Vic Shealy says the new program at Houston Baptist is ahead of schedule. (HBU Collegian)
- We don’t get a chance to highlight small-school coaches nearly enough, but Dale Robertson of the Houston Chronicle put together a fantastic feature on Vic Shealy, who is 11 months into starting a new program at Houston Baptist. On the heels of a recruiting year that Shealy says “went well, very well,” the program is ahead of schedule. The Huskies will compete in the Southland Conference, arguably the deepest in the FCS. Sam Houston State has played in consecutive national championship games, and Central Arkansas has been to the playoffs the last two seasons. Neither of those schools have HBU’s admission requirements, but Shealy sees it as an opportunity more than a challenge. “I know it’s a very tough league,” Shealy said, “but we have the benefit of being located in the most athletic city in Texas – and probably the nation … So maybe you talk to a kid who could go somewhere else in our conference or to ABC University in Conference USA, but he says, ‘I want to major in pre-med, and HBU has one of the top pre-med programs in the state. I can stay home and play in front of my parents. I’m going to at least go visit HBU.'” Shealy knows a thing or two about turnarounds. He took over at Azusa Pacific in 1995, and two years later led the Cougars to their first winning season since 1990. Two years after that, the team went 12-2 and won the NAIA national championship. Shealy credits many of his decisions with HBU’s fledgling program to a conversation with former Miami and current Texas-San Antonio coach Larry Coker. One thing that Coker, whose UTSA teams have gone 4-6 and 8-4 in their first two seasons, regrets was not playing any games in 2010. Instead, HBU will play an abbreviated “developmental” schedule of eight games this fall. “The way we’re doing it,” Shealy said, “we won’t burn a year of eligibility, and they’ll get live competition. Sure, as a ball coach, you always go out there with the idea of winning every game. But I’ve got to set what victory means for us. When they win a one-on-one situation, or play harder than their opponent and what we teach them in practice, they’re able to execute – that’s how were going to judge them this fall. But I expect to be very competitive in the conference in 2014.”

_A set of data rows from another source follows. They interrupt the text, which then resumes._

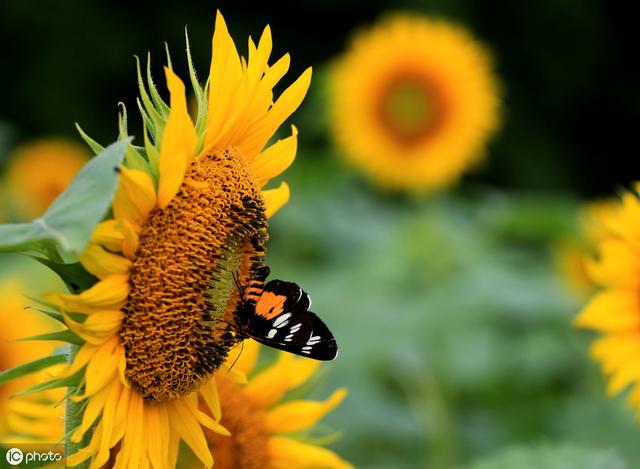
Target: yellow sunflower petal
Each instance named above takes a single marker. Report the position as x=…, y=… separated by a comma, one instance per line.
x=108, y=294
x=286, y=104
x=179, y=142
x=299, y=415
x=94, y=408
x=189, y=429
x=224, y=78
x=275, y=199
x=101, y=369
x=275, y=159
x=103, y=263
x=286, y=453
x=135, y=196
x=269, y=386
x=610, y=311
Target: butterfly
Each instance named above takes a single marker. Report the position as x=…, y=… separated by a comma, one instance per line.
x=277, y=314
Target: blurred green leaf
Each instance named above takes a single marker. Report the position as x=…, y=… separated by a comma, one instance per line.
x=74, y=275
x=31, y=367
x=550, y=456
x=70, y=220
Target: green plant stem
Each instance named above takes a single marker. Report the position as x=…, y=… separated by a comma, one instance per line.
x=72, y=419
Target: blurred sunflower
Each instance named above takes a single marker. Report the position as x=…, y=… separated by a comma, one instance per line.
x=38, y=172
x=189, y=215
x=258, y=420
x=571, y=255
x=615, y=310
x=30, y=418
x=414, y=101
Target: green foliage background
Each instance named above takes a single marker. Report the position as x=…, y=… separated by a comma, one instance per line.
x=455, y=330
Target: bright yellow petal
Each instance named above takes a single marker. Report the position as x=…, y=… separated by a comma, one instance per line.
x=189, y=429
x=610, y=311
x=260, y=132
x=108, y=294
x=269, y=386
x=276, y=159
x=299, y=415
x=224, y=78
x=102, y=369
x=179, y=142
x=275, y=199
x=103, y=263
x=286, y=453
x=135, y=196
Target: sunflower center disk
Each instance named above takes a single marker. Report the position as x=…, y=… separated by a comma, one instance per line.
x=410, y=108
x=178, y=325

- Former University of Alabama law professor Gene Marsh, who served nine years on the NCAA’s Infractions Committee, has reinvented himself as a go-to guy for colleges and coaches accused of NCAA violations. Twenty years ago, he was directing the school’s Honors College. “Now,” he says, “I’m a piano player in a whorehouse.” A big part of Marsh’s appeal is that he’s viewed as both an insider and an outsider. As a faculty representative, he defended Alabama in two contentious NCAA disputes, and later, as a member of the infractions committee, he presided over several the NCAA’s most high-profile decisions. In his new job, Marsh and his Birmingham, Ala.-based group has represented some 15 institutions, including USC, Michigan, North Carolina, and Penn State. In an excellent feature from The Chronicle of Higher Education, Marsh shares his unique perspective on a number of NCAA-related matters.

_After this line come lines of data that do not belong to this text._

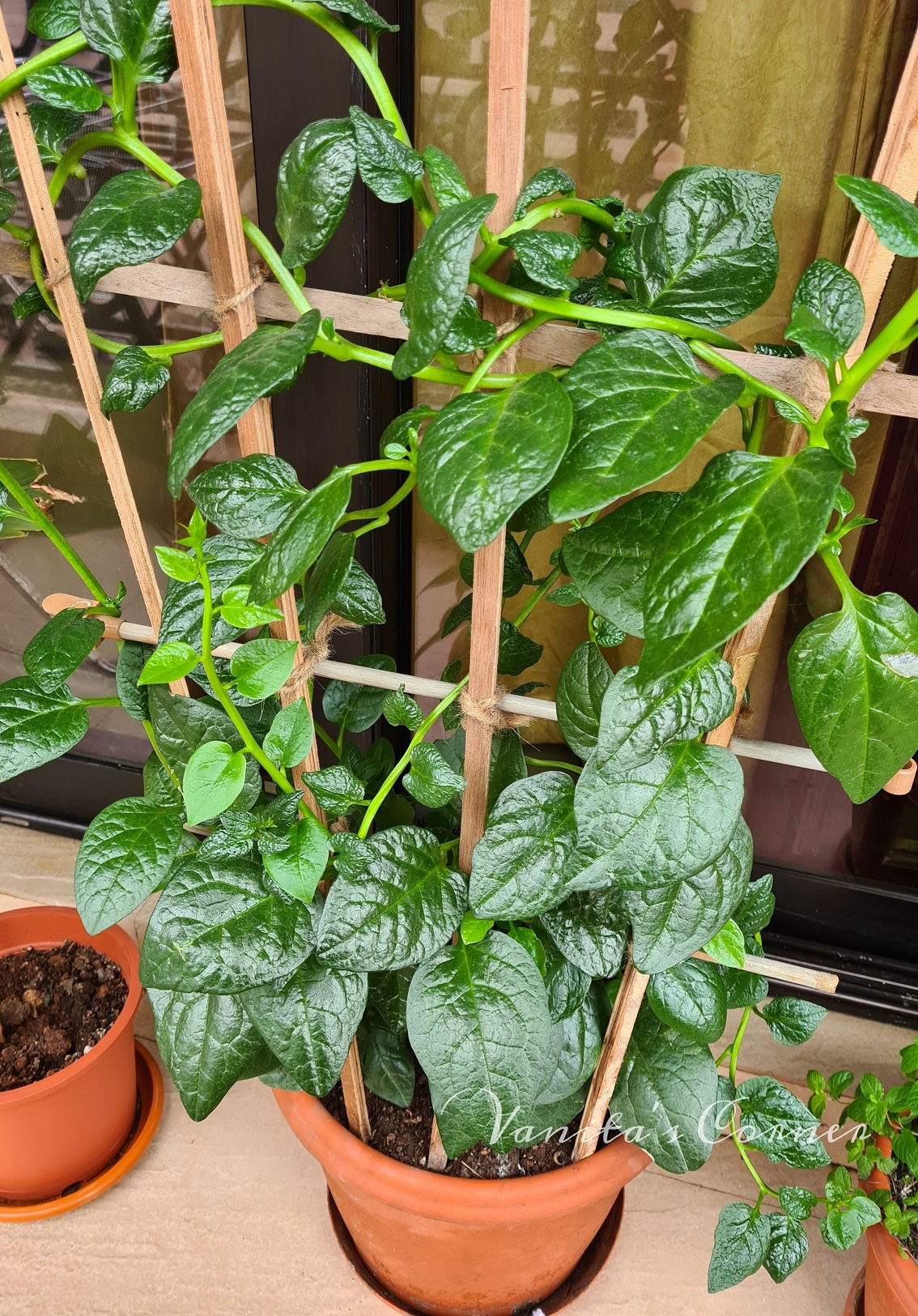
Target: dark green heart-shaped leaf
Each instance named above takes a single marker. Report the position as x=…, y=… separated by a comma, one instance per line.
x=437, y=280
x=220, y=926
x=671, y=922
x=124, y=856
x=265, y=364
x=133, y=381
x=132, y=219
x=738, y=536
x=667, y=1090
x=711, y=254
x=313, y=187
x=301, y=537
x=640, y=407
x=309, y=1021
x=854, y=679
x=478, y=1021
x=393, y=905
x=526, y=859
x=137, y=35
x=61, y=646
x=249, y=498
x=37, y=726
x=486, y=454
x=608, y=561
x=691, y=999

- Nebraska’s defense is under scrutiny this spring. But that’s what happens when you give up 539 rushing yards and 70 points to Wisconsin, 513 yards and 63 points to Ohio State, and 653 yards on 94 plays (6.9 per play) to UCLA. Bo Pelini and his defensive staff are using spring ball as an opportunity to toughen up the Huskers – particularly mentally. As always, that starts up front. “You can clean up technique and assignments and all of that,” defensive line coach Rick Kaczenski said. “But spring is more about finding out about players’ grit, how tough they are, what they can handle. I tell the guys I’m not going to let them be average. If they want to continue to be average, well, that train’s moving, too.”… “When you get a little tired, and things start flying around fast, you have to have that mental toughness. That’s non-negotiable. The Big Ten is a big-boy league. We have to find out now who we can trust.” Steven M. Sipple of the Lincoln Journal Star takes a good look at the Huskers’ defensive line and what Kaczenski is doing to avoid a repeat.